CentOS Hosting Frequently Asked Questions

  • What is CentOS?

    CentOS is an operating system with a Linux kernel. It's one of the most popular Linux-based operating systems in web hosting.

    CentOS is derived from the code of one of the most popular Linux-based operating systems, Red Hat Linux.

  • When was CentOS first released?

    CentOS has been available since 2004, when it was first forked from Red Hat Linux.

  • What does the name 'CentOS' mean?

    CentOS stands for Community Enterprise Operating System.

  • Why is CentOS popular?

    CentOS is stable, reliable, and secure, which keeps website vulnerabilities and application bugs to a minimum. If offers the tools and features that developers need, has good security, and it can be deployed very cheaply.

    It's also compatible with common web hosting software and programming languages. CentOS also has an active community of supporters and developers.

  • Why does it matter which version of Linux my host uses?

    Some operating systems run slightly slower than others, and not all software runs on every operating system. CentOS is a good general purpose Linux-based OS that offers support for the most commonly-used scripts, languages, and programs.

    If you don't plan to install your own software on your hosting plan, the version of Linux probably won't matter.

  • How do I install CentOS on my web hosting server?

    It's easier to choose a host that provides CentOS than try to install it yourself. Many hosts will not allow you to reinstall the operating system, or they may insist that you pay them to do it for you. Check this before purchasing hosting, if it's an issue.

  • Which hosting companies use CentOS?

    Many of the world's best-known hosting companies use CentOS. For example, Siteground uses it on shared hosting and dedicated servers.

  • How does CentOS compare to Windows?

    CentOS is designed for commercial use, so it can match windows for performance and security. But if you need Microsoft-specific features for your applications, CentOS won't support them.

  • Is CloudLinux better for cloud hosting?

    CloudLinux is a version of CentOS designed for shared hosting environments. In terms of user experience, there are no major differences.

  • Why would I choose CentOS over Red Hat?

    The main difference is that Red Hat is not free. CentOS is a community-run project derived from Red Hat, and is free.

  • How does CentOS compare to Ubuntu Server?

    Ubuntu Server is based on the Debian distribution of Linux. Developers generally have a preference for their own favored Linux distribution.

    Some developers consider Ubuntu to be more resource-intensive, because it ships with extra features.
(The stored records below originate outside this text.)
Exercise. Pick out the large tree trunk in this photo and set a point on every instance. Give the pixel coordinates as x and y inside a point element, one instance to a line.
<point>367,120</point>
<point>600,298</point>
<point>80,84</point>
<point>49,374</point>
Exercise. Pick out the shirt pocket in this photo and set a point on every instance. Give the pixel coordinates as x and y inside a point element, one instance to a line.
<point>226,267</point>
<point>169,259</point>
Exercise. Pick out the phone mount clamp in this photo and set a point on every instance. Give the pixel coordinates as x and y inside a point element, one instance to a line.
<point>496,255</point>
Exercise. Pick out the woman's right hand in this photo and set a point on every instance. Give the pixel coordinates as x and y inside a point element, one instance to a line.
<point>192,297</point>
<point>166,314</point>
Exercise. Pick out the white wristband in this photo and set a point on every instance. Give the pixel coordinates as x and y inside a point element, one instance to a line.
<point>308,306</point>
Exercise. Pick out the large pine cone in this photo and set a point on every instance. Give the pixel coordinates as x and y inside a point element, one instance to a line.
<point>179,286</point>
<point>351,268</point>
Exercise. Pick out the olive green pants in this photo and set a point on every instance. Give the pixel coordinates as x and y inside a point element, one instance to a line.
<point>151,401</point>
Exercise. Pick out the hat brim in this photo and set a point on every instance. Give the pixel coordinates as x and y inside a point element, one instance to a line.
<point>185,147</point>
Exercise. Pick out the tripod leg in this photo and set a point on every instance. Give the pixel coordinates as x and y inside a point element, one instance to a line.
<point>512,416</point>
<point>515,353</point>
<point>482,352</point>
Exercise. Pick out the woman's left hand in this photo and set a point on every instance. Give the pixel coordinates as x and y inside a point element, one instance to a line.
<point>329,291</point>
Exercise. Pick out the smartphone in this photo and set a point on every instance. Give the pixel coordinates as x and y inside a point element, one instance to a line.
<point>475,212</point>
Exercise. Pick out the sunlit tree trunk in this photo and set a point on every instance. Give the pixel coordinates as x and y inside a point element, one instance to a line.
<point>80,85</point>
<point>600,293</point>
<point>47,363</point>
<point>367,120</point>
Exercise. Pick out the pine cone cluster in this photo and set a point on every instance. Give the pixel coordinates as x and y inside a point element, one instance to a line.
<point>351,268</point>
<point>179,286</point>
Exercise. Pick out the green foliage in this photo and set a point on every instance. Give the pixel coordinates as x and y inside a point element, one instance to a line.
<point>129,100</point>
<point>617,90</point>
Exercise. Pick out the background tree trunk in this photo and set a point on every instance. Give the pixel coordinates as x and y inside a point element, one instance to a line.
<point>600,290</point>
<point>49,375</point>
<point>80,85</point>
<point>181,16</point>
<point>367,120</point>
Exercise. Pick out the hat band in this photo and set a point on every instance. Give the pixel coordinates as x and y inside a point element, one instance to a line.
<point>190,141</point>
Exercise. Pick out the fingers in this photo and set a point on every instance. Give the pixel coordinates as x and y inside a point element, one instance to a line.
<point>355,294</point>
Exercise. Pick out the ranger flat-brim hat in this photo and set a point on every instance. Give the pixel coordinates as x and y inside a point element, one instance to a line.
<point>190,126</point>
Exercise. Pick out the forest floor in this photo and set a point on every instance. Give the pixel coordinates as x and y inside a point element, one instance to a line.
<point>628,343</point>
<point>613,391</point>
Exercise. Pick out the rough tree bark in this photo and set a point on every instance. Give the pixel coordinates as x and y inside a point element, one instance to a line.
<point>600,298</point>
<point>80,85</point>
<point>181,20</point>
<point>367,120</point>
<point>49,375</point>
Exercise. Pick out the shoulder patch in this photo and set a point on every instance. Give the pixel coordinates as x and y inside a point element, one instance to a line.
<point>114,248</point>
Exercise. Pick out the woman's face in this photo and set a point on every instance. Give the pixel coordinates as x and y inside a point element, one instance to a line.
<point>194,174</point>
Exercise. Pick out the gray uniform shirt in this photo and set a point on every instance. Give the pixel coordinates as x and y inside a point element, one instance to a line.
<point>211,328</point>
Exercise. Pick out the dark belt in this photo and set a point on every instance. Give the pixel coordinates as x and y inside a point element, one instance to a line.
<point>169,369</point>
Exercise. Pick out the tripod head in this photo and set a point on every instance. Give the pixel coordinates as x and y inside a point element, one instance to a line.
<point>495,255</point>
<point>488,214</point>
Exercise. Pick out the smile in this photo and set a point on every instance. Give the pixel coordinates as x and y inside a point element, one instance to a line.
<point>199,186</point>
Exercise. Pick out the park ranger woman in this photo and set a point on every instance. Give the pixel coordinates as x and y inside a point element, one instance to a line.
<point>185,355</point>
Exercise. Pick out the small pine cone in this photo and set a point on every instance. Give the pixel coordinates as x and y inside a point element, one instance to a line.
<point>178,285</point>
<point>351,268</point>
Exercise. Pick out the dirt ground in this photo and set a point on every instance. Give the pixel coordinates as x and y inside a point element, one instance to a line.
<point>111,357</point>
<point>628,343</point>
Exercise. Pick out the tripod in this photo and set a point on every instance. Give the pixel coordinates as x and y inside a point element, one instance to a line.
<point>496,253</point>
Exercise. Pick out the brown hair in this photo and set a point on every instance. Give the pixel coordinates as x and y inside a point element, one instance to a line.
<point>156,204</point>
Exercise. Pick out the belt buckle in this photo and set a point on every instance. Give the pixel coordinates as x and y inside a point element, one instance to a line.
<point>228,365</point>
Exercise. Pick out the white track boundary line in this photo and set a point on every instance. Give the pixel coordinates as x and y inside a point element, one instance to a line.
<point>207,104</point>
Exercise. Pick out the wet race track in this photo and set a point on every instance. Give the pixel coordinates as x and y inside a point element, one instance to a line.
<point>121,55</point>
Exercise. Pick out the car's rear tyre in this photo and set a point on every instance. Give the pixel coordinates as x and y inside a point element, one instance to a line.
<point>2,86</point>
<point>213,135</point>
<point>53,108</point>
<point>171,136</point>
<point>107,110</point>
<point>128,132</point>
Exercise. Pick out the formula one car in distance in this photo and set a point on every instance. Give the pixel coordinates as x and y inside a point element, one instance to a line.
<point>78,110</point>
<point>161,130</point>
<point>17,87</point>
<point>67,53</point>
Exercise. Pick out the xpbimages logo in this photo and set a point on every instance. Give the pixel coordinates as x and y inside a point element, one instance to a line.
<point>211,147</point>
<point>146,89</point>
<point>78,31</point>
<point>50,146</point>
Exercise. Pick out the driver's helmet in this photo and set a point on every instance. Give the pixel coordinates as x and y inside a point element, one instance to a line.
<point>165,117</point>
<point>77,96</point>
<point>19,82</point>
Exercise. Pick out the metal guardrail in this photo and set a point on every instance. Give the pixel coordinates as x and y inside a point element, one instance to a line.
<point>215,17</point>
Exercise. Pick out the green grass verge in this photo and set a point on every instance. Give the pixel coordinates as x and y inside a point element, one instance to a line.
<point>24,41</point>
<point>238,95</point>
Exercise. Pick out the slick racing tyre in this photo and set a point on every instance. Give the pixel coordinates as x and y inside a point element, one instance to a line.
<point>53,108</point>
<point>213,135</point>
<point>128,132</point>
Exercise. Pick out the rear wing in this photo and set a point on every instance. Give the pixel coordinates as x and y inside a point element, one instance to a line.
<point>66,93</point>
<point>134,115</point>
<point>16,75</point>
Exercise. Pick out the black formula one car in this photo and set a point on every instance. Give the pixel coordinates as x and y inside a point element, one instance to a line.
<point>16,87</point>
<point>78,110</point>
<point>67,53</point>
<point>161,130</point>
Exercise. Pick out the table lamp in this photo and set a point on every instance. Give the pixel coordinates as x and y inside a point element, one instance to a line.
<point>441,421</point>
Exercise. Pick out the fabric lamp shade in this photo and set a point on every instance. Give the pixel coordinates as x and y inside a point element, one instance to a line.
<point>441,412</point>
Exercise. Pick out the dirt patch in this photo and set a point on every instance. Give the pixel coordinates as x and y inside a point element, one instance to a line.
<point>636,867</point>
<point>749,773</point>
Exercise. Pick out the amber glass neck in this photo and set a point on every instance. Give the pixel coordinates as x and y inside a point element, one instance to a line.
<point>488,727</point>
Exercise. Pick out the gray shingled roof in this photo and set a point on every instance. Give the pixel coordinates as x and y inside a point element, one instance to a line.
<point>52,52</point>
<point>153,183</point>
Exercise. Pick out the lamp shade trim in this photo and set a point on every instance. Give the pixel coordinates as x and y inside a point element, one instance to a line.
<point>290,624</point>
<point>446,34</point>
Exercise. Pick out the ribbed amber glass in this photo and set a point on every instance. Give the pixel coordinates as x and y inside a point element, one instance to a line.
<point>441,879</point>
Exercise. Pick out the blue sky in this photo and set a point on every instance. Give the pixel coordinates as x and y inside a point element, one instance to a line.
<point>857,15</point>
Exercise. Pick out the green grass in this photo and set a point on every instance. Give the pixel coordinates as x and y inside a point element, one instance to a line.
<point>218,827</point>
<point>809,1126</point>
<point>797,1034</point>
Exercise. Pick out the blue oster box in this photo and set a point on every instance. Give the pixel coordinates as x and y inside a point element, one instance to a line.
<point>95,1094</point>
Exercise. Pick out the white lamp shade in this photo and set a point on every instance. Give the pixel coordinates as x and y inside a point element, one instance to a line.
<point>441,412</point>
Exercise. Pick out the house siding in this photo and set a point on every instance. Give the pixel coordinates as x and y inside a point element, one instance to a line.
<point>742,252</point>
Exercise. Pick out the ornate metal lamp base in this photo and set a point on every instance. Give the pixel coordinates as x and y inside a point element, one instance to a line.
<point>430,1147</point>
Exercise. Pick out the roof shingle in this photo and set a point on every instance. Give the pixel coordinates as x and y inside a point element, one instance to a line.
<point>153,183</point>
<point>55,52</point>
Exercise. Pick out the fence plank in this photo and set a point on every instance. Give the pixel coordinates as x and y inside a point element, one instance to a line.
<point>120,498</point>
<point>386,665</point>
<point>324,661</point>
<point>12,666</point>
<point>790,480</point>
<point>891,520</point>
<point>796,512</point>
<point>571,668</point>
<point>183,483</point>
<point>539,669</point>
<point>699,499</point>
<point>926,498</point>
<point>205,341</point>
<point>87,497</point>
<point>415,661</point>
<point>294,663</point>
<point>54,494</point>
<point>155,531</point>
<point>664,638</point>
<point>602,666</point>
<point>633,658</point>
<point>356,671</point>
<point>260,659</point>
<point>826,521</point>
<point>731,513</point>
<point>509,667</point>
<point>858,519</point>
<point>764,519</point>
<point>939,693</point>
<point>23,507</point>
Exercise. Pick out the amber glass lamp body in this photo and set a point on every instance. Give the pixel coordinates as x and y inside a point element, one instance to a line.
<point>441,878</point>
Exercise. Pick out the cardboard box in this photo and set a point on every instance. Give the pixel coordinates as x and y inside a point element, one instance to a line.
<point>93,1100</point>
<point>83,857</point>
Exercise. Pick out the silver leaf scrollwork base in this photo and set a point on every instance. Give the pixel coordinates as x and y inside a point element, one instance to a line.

However, Ubunto has a shorter release cycle than CentOS.

    Note that you cannot run cPanel on Ubuntu Server, which may be an issue for your web hosting account.

  • Is CentOS compatible with cPanel?

    Yes. CentOS is one of the three operating systems supported by cPanel.

  • What are add-ons?

    CentOS can be extended with add-ons, which add features to the core operating system.

  • What coding languages does CentOS support?

    CentOS supports all common Linux-compatible coding and scripting languages including PHP, Ruby on Rails, Perl, Python and CGI.

  • Are there any downsides to CentOS?

    Because CentOS is free, there is no official support, and there are no certification programs. CentOS is also developed to be stable, so it doesn't get updated with new features as often as some of its rivals.